If your gums bleed when you start flossing or using interdental brushes, don’t stop. The bleeding typically means those areas are inflamed and need more attention, not less. For most people, consistent daily cleaning reduces and eventually eliminates the bleeding within one to two weeks.

Home Remedies That Help

A warm salt water rinse can reduce gum swelling and help control bacteria between brushings. Mix half a teaspoon of salt into a cup of warm water, swish gently for 30 seconds, and spit. This isn’t a substitute for brushing and flossing, but it’s a useful supplement, especially when your gums are actively sore.

If your diet is low in fruits and vegetables, increasing your vitamin C intake is worth trying. Kale, bell peppers, oranges, and kiwis are all rich sources. A daily supplement of 100 to 200 mg can also help close the gap. Vitamin C supports collagen production in gum tissue, so a deficiency weakens the tissue’s ability to resist inflammation and repair itself.

When Gingivitis Becomes Something Worse

Gingivitis is inflammation of the gums without any damage to the underlying bone. At this stage, the pockets between your teeth and gums measure 3 millimeters or less, and everything is fully reversible with good hygiene. Periodontitis is what happens when the disease progresses past that point. The gums pull away from the teeth, pockets deepen, and the bone that holds your teeth in place starts to break down.

Periodontitis is staged by severity. In the early stage, you might lose 1 to 2 millimeters of attachment between tooth and bone. By stage III or IV, bone loss extends deep into the root, pockets reach 6 millimeters or more, and teeth can loosen or need to be removed. The critical difference: gingivitis is reversible, but bone lost to periodontitis doesn’t grow back on its own. Catching the problem at the bleeding-gums stage is your best window to prevent permanent damage.

What a Dentist Can Do

If your gums are still bleeding after two to three weeks of consistent, proper brushing and interdental cleaning, a professional cleaning is the next step. A dental hygienist can remove tartar that’s hardened onto your teeth, particularly below the gum line where your toothbrush can’t reach. For gingivitis, a standard cleaning is often all that’s needed.
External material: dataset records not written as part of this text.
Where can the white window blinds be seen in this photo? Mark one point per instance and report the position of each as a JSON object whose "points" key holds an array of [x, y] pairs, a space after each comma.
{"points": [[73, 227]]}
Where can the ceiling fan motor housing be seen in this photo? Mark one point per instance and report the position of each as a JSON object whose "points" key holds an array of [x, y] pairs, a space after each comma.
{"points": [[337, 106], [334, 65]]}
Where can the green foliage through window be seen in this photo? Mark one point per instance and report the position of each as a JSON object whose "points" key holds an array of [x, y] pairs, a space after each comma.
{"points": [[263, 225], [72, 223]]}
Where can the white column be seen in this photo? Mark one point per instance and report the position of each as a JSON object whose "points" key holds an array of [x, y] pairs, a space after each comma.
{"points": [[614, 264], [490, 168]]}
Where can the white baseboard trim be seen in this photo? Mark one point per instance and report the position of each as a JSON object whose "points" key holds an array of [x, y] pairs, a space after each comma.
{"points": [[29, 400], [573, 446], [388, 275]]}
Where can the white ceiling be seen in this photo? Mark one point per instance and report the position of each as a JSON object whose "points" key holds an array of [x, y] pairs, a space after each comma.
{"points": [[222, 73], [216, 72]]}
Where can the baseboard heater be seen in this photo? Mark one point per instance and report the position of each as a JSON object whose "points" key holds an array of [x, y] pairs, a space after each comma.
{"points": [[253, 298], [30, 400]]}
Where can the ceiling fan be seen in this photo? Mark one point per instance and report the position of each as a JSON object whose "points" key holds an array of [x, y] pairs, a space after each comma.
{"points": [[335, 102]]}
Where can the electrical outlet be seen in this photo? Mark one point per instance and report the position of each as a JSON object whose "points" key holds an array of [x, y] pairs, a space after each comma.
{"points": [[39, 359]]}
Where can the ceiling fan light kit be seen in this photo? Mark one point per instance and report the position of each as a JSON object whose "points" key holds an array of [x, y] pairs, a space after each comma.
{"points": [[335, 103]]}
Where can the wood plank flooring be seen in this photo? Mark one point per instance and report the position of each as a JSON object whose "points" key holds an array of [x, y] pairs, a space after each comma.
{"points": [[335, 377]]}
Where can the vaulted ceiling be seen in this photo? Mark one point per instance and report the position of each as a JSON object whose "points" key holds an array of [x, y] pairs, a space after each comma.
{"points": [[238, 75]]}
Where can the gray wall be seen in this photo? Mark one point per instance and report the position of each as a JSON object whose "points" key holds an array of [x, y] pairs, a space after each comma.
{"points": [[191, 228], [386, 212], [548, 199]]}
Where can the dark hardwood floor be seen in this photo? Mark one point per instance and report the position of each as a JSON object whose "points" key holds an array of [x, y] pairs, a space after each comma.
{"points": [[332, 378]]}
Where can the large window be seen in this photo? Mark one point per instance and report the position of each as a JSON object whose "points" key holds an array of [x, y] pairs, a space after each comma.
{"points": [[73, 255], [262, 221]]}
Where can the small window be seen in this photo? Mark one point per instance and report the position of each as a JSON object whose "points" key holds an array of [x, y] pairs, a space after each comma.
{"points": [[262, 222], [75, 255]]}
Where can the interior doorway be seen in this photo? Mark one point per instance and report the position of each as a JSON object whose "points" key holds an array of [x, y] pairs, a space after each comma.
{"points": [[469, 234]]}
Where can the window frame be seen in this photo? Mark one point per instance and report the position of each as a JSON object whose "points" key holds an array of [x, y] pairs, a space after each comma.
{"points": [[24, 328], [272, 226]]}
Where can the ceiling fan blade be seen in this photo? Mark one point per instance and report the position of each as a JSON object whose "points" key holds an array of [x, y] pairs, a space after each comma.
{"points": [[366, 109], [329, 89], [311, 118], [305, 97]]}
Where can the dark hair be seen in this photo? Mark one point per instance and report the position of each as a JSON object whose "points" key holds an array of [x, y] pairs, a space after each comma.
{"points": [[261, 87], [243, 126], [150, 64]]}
If periodontitis has already set in, your dentist may recommend a deeper cleaning called scaling and root planing, which smooths the root surfaces so gums can reattach more easily. The number of visits depends on how many areas of your mouth are affected. After treatment, you’ll likely be scheduled for more frequent cleanings (every three to four months instead of every six) until the disease is under control.

Signs That Need Prompt Attention

Most gum bleeding responds well to improved home care, but certain situations call for a faster response. Bleeding that won’t stop after a few minutes of gentle pressure, gums that are visibly swollen and tender, persistent bad breath that doesn’t improve with brushing and flossing, pain when chewing, or any pus along the gum line are all signals that the problem has moved beyond basic gingivitis. Loose teeth are a particularly serious sign, indicating significant bone loss that needs immediate professional evaluation.

If you take blood thinners or immunosuppressive medications and notice a change in how much your gums bleed, mention it to both your dentist and the prescribing doctor. The bleeding may reflect a drug interaction or a side effect that can be managed with adjusted dosing or more targeted dental care.